Washington. Guatemalas Innenminister Enrique Degenhardt hat am Freitag eine kontroverse Vereinbarung mit der US-Regierung unterzeichnet, die das mittelamerikanische Land de facto zu einem sicheren Drittstaat erklärt. Das guatemaltekische Verfassungsgericht hatte unlängst zuvor Präsident James Morales untersagt, einen Staatsvertrag ähnlichen Inhalts ohne Zustimmung des Kongresses zu unterschreiben. In Guatemala wird deshalb die Rechtmäßigkeit des Übereinkommens bezweifelt.

Die Vereinbarung gilt zunächst für zwei Jahre und kann von beiden Seiten mit dreimonatigem Vorlauf aufgekündigt werden. Sie soll es den USA ermöglichen, Migranten, die über Guatemala angereist waren, dort aber keinen Asylantrag gestellt hatten, wieder in das mittelamerikanische Land zurückzuschicken, erklärte dass US-Heimatschutzministerium. Hierzu soll eigens ein Auffangzentrum in Guatemala errichtet werden, in dem ein solcher Antrag für die USA gestellt werden kann. Illegal eingereiste Guatemalteken sollen in einem Schnellverfahren wieder in die Heimat geschickt werden.

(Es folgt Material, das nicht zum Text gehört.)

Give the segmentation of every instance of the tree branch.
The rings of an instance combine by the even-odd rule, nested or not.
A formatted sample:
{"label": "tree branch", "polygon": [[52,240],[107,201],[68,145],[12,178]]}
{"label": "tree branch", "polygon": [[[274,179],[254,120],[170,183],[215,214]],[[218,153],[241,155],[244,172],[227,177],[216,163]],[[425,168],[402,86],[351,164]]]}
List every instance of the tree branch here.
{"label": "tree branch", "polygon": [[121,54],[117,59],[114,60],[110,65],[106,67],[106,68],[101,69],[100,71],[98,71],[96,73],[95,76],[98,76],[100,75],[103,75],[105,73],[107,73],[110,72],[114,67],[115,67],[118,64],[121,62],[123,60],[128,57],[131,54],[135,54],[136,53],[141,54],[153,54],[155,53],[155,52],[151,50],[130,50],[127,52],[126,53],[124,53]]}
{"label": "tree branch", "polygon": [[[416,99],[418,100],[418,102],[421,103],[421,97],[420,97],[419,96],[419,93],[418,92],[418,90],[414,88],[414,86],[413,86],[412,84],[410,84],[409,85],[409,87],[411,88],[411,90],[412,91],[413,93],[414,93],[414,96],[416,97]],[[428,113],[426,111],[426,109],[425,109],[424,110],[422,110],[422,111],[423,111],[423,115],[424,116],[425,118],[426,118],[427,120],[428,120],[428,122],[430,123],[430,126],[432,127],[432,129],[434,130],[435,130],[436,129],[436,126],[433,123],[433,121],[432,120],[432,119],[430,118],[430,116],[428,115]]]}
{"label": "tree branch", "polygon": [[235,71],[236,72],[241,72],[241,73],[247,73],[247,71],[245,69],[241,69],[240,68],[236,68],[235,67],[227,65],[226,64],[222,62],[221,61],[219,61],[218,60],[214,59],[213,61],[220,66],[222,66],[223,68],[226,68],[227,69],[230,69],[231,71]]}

Staatsbürger welchen Landes konkret betroffen sein werden, definiert die Vereinbarung selbst allerdings nicht. In einer Presseerklärung erklärte Guatemalas Regierung, von den Rückführungen werden vor allem Personen aus Honduras und El Salvador betroffen sein. 

Beide Regierungen einigten sich darauf, die Umsetzung gemeinsam zu planen und schrittweise in einem graduellen Prozess durchzuführen. Dabei werde sich zeigen, wie viele Migranten zurückgeführt werden können. Die USA wollen die Mittelamerikaner dabei unterstützen, ihre institutionellen Kapazitäten hierfür auszubauen, machten aber auch deutlich, dass sie in Guatemala keine Verantwortung für die Migranten tragen. 

Während die US-Regierung die unterzeichnete Vereinbarung "Sicherer-Drittstaat-Abkommen" nennt, bezeichnete Präsident Morales sie als "Kooperationsabkommen zur Prüfung von Schutzgesuchen" sowie "Internationale Solidarität für Migranten". Beobachter gehen davon aus, dass Guatemalas Regierung mit der Namensgebung einem erneuten Konflikt mit dem Verfassungsgericht aus dem Weg gehen möchte.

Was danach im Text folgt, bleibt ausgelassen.